N.Korea scraps pact, South stages drill amid tensions

N.Korea scrapped a pact aimed at preventing accidental armed clashes as S.Korea staged an anti-submarine exercise.

N.Korea scraps pact, South stages drill amid tensions

North Korea Thursday scrapped a pact aimed at preventing accidental armed clashes with South Korea at their flashpoint border, as tensions continued to rise over the sinking of a warship.

Pyongyang's general staff also warned of an immediate attack if the South's navy violates the disputed Yellow Sea borderline, and repeated threats to shut down a joint business project.

Elsewhere in the Yellow Sea, South Korea's navy staged an anti-submarine exercise in its first show of strength since Seoul publicly accused Pyongyang of torpedoing one of its warships on March 26 with the loss of 46 lives.

Investigators from five countries said last week they found "overwhelming evidence" that a torpedo attack by a North Korean submarine sank the Cheonan near the border.

"Completely null and void"

The South has announced a series of reprisals including a halt to trade. The North, which denies involvement, has responded with angry rhetoric and an announcement that it is cutting all ties with its neighbour.

The North's military said agreements on forestalling accidental conflicts would be declared "completely null and void".

The general staff said it was scrapping military safety guarantees for South Koreans crossing the border, and would consider a complete block on access to the Kaesong joint industrial estate in its territory.

It also repeated a threat to attack loudspeakers if Seoul goes ahead with its plan to resume cross-border propaganda broadcasts as part of reprisals.

The border was the scene of deadly clashes in 1999 and 2002 and of a firefight in November last year. The South's military believes the Cheonan was sunk in revenge for the firefight.

Some 42,000 North Koreans work in 110 South Korean factories at Kaesong, which was developed as a symbol of reconciliation.

"We are watching whether North Korea will take action to cripple the operations of the Kaesong estate, or will close it," said unification ministry spokeswoman Lee Jong-Joo.

"Drills with US"

About 10 ships including a 3,000-tonne destroyer and three patrol boats took part in the one-day drill, which included the dropping of depth charges and naval gunfire, Yonhap news agency quoted military officials as saying.

The defence ministry declined to give details of the exercise.

The drill was held off the west coast town of Taean, far south of the disputed Yellow Sea border where the Cheonan corvette was torn in two on March 26.

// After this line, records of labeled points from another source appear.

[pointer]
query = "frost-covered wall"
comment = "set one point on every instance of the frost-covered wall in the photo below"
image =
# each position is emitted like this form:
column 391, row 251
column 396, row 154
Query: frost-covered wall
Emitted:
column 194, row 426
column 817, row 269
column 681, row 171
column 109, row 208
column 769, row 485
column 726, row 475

Officials quoted by Yonhap said South Korea's military and the 28,500 US troops in the South had raised their alert level and stepped up surveillance of the North from satellites and reconnaissance aircraft.

South Korea also is planning two major joint military drills with the U.S. by July in a display of force intended to deter future aggression by North Korea, according to South Korea's Joint Chiefs of Staff.

US Secretary of State Hillary Clinton visited Seoul Wednesday in a show of support.

Russia, which also has a Security Council veto, said it would send experts to Seoul to study the findings of the investigation into the sinking.

South Korea will ask the U.N. Security Council as early as next week to take up the issue, its Yonhap news agency said.

North Korea's Supreme People's Assembly is scheduled to meet on June 7, two months after the parliament passed constitutional amendments that strengthened leader Kim Jong-il's powers. Experts say a major announcement is likely.